«Vous étiez là, Sainclair, vous veilliez!… Nous veillons tous, mon ami… Et vous l’avez entendue!… Voyez-vous, Sainclair, c’est trop de douleur; moi, je n’en puis plus. Nous allions être heureux; elle-même pouvait croire qu’elle avait été oubliée du Destin, quand l’autre est réapparu! Alors, ç’a été fini, elle n’a plus eu de force pour notre amour. Elle s’est courbée sous la fatalité; elle a dû s’imaginer que celle-ci la poursuivait d’un éternel châtiment. Il a fallu le drame effroyable de la nuit dernière pour me prouver à moi-même que cette femme m’a réellement aimé… autrefois… Oui, un moment, elle a craint pour moi, et moi, hélas! je n’ai tué que pour elle… Mais la voilà retournée à son indifférence mortelle. Elle ne songe plus — si elle songe encore à quelque chose — qu’à promener un vieillard en silence…»

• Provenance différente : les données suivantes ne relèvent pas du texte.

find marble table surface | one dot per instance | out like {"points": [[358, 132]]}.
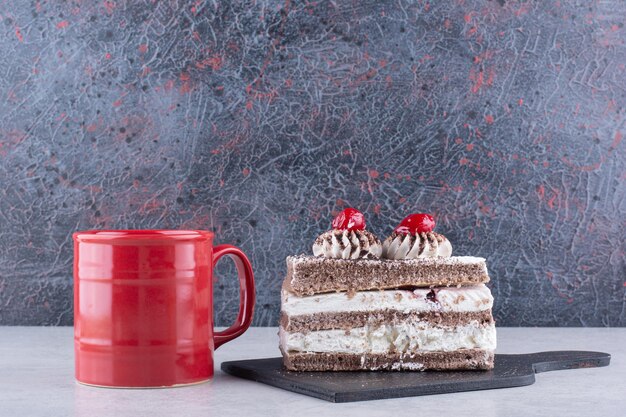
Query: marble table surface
{"points": [[36, 379]]}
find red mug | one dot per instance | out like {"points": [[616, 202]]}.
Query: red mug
{"points": [[143, 306]]}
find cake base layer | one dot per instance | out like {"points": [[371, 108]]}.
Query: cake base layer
{"points": [[464, 359], [308, 275]]}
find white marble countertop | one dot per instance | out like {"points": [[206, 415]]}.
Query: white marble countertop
{"points": [[37, 365]]}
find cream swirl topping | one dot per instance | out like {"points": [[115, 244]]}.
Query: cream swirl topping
{"points": [[422, 245], [347, 244]]}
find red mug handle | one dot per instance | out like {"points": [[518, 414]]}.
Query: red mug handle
{"points": [[246, 293]]}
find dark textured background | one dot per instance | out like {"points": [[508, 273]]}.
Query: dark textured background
{"points": [[260, 120]]}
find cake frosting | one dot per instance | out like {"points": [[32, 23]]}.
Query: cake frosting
{"points": [[403, 337]]}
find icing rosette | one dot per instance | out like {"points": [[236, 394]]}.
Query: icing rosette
{"points": [[414, 238], [348, 239]]}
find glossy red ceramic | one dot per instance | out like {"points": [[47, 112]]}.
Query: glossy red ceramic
{"points": [[143, 306]]}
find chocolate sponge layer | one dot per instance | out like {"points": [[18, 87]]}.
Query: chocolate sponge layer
{"points": [[465, 359], [308, 275]]}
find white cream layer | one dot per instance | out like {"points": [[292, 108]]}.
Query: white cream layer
{"points": [[464, 299], [403, 337]]}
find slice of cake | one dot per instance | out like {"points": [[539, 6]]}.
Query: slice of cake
{"points": [[417, 308]]}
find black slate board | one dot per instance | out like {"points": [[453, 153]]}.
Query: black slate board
{"points": [[341, 387]]}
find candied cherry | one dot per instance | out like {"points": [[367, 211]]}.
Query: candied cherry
{"points": [[349, 219], [416, 223]]}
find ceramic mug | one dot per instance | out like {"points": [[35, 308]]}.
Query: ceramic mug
{"points": [[143, 306]]}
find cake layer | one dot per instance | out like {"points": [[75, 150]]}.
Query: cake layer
{"points": [[401, 337], [349, 320], [464, 299], [466, 359], [308, 275]]}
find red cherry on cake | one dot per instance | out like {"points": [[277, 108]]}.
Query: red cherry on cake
{"points": [[416, 223], [349, 219]]}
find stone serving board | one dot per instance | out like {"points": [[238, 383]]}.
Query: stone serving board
{"points": [[340, 387]]}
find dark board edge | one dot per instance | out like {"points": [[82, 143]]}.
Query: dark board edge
{"points": [[527, 364], [238, 369]]}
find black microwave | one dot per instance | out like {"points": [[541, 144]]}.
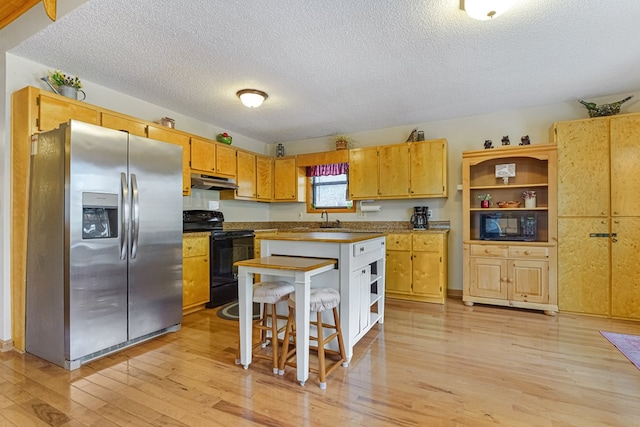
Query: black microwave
{"points": [[516, 226]]}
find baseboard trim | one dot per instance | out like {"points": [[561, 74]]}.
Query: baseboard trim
{"points": [[6, 346], [454, 293]]}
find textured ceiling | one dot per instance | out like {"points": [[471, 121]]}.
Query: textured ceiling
{"points": [[341, 66]]}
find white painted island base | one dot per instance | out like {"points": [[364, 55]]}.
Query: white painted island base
{"points": [[359, 277]]}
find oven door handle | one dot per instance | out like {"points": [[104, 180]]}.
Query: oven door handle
{"points": [[239, 236]]}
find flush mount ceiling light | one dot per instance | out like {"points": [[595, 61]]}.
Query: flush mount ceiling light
{"points": [[485, 9], [252, 98]]}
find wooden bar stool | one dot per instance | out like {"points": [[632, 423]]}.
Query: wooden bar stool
{"points": [[321, 299], [269, 294]]}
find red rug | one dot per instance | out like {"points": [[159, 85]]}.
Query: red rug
{"points": [[629, 345]]}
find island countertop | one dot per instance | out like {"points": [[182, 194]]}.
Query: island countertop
{"points": [[320, 236]]}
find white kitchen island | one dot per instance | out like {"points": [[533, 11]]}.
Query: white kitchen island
{"points": [[359, 277]]}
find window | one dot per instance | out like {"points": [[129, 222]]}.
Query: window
{"points": [[327, 189]]}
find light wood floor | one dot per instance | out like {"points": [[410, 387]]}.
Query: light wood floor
{"points": [[427, 365]]}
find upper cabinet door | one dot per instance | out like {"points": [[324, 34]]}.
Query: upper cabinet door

Il soupira si tristement et si sincèrement que l’abominable pensée en fut chassée du coup. Je ne songeai plus qu’à ce qu’il me disait… à la douleur de cet homme qui semblait avoir perdu définitivement la femme qu’il aimait, dans le moment que celle-ci retrouvait un fils dont il continuait d’ignorer l’existence… De fait, il n’avait dû rien comprendre à l’attitude de la Dame en noir, à la facilité avec laquelle elle paraissait s’être détachée de lui… et il ne trouvait pour expliquer une aussi cruelle métamorphose que l’amour, exaspéré par le remords, de la fille du professeur Stangerson pour son père…

M. Darzac continua de gémir.

«À quoi m’aura servi de le frapper? Pourquoi ai-je tué? Pourquoi m’impose-t-elle, comme à un criminel, cet horrible silence, si elle ne veut pas m’en récompenser de son amour? Redoute-t-elle pour moi de nouveaux juges? Hélas! pas même, Sainclair… non, non, pas même. Elle redoute que la pensée agonisante de son père ne succombe devant l’éclat d’un nouveau scandale. Son père! Toujours son père! Et moi, je n’existe pas! Je l’ai attendue vingt ans, et quand, enfin, je crois qu’elle est venue, son père me la reprend!»

Je me disais: «Son père… son père et son enfant!»

Il s’assit sur une vieille pierre écroulée de la chapelle et dit encore, se parlant à lui-même: «Mais je l’arracherai de ces murs… je ne peux plus la voir errer ici au bras de son père… comme si je n’existais pas!…»

Et, pendant qu’il disait ces choses, je revoyais la double et lamentable silhouette du père et de la fille, passant et repassant, à l’heure du crépuscule, dans l’ombre colossale de la Tour du Nord, allongée par les feux du soir, et j’imaginais qu’ils ne devaient pas être plus écrasés sous les coups du ciel, cet Oedipe et cette Antigone qu’on nous représente dès notre plus jeune âge traînant, sous les murs de Colone, le poids d’une surhumaine infortune.

Et puis tout à coup, sans que je pusse en démêler la raison, peut-être à cause d’un geste de Darzac, l’affreuse pensée me ressaisit… et je demandai à brûle-pourpoint:

«Comment se fait-il que le sac était vide?»

Je constatai qu’il ne se troubla point. Il me répondit simplement: «Rouletabille nous le dira peut-être…» Puis il me serra la main et s’enfonça, pensif, dans les massifs de la baille.